Oh here’s where I think things went wrong:
This is true in the original LTH paper, but there the “at-initialization ticket” doesn’t actually perform well: it’s just easy to train to high performance.
In the multi-prize LTH paper, it is the case that the “at-initialization ticket” performs well, but they don’t find it by winding back the weights of a trained pruned network.
If you got multi-prize at-initialization tickets by winding back the weights of a trained pruned network, I would find that pretty convincing—the idea that they’d be totally different networks would seem like too much of a coincidence. But I would still want to actually check whether the weights were actually the same (which funnily enough isn’t trivial if you’re not familiar with a little-discussed symmetry of DNNs: for a hidden layer neuron with a ReLU activation function, you can scale the input weights up by a positive constant and the output weights down by the same constant without changing the functioning of the network).

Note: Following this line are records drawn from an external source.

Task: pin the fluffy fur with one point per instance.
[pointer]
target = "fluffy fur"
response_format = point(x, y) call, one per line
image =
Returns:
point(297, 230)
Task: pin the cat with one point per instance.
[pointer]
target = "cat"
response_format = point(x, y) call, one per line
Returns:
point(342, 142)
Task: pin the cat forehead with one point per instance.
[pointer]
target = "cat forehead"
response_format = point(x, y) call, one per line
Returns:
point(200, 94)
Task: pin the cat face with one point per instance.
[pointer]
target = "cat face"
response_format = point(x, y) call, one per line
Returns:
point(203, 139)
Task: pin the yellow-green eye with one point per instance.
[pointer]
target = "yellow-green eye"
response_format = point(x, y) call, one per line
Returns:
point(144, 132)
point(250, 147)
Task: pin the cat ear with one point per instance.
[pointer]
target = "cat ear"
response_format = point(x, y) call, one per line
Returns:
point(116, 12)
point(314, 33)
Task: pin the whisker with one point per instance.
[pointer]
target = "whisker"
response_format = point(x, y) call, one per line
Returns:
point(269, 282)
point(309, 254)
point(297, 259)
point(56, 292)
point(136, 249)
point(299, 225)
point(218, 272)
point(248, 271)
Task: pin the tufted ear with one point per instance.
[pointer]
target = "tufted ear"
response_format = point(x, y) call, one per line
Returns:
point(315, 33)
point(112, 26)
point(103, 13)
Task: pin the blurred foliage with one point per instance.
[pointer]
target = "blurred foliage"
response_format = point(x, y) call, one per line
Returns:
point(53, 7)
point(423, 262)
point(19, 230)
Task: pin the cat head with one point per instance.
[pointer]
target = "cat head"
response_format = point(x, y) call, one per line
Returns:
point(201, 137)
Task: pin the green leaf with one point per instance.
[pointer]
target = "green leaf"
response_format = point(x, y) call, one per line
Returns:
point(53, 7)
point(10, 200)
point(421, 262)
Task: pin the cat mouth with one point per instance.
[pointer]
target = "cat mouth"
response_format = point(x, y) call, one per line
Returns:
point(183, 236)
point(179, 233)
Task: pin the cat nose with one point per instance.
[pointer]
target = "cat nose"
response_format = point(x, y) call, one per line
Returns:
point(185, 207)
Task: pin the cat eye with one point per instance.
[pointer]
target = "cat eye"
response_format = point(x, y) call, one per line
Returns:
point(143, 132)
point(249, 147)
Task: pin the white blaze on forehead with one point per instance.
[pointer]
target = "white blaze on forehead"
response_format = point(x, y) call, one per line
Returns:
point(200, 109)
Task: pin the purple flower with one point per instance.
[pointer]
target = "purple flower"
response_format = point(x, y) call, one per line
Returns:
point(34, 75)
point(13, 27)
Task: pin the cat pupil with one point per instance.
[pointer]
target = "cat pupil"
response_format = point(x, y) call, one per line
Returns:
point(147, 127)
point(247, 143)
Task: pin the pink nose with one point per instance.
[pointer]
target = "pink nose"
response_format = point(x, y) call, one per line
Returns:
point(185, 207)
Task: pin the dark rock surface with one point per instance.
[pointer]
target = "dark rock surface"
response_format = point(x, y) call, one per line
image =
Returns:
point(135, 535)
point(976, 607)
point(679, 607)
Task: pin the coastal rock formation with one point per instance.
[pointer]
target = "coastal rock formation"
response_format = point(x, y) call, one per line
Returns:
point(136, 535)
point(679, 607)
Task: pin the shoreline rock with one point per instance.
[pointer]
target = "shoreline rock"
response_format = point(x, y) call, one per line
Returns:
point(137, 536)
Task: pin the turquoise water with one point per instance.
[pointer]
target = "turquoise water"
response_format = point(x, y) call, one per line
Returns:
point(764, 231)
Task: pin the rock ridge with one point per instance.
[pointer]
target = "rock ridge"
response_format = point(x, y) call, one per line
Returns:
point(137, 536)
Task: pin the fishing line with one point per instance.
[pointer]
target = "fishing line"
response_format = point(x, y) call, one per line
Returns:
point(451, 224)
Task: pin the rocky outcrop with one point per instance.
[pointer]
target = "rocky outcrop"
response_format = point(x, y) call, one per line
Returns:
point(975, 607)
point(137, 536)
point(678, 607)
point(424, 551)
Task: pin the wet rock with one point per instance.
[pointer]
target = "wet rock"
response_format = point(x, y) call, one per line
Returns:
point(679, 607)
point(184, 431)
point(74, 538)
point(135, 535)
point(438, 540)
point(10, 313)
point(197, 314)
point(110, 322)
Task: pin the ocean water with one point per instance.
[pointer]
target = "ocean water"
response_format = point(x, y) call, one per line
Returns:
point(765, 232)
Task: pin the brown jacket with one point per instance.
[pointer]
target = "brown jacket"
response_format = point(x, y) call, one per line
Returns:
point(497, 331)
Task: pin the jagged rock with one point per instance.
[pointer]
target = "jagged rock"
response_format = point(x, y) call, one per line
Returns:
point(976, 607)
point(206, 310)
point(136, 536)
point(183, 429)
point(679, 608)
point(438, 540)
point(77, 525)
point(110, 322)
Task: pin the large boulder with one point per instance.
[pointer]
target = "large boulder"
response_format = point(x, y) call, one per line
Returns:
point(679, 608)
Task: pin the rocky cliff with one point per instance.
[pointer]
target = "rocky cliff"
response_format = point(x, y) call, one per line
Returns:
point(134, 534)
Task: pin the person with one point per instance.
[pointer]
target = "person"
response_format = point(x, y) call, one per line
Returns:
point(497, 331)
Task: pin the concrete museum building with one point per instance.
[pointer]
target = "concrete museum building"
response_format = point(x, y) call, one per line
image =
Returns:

OH this indeed changes everything (about what I had been thinking) thank you! I shall have to puzzle over these ideas some more then, and probably read the multi-prize paper more closely (I only skimmed it earlier)
Ah to be clear I am entirely basing my comments off of reading the abstracts (and skimming the multi-prize paper with an eye one develops after having been a ML PhD student for mumbles indistinctly years).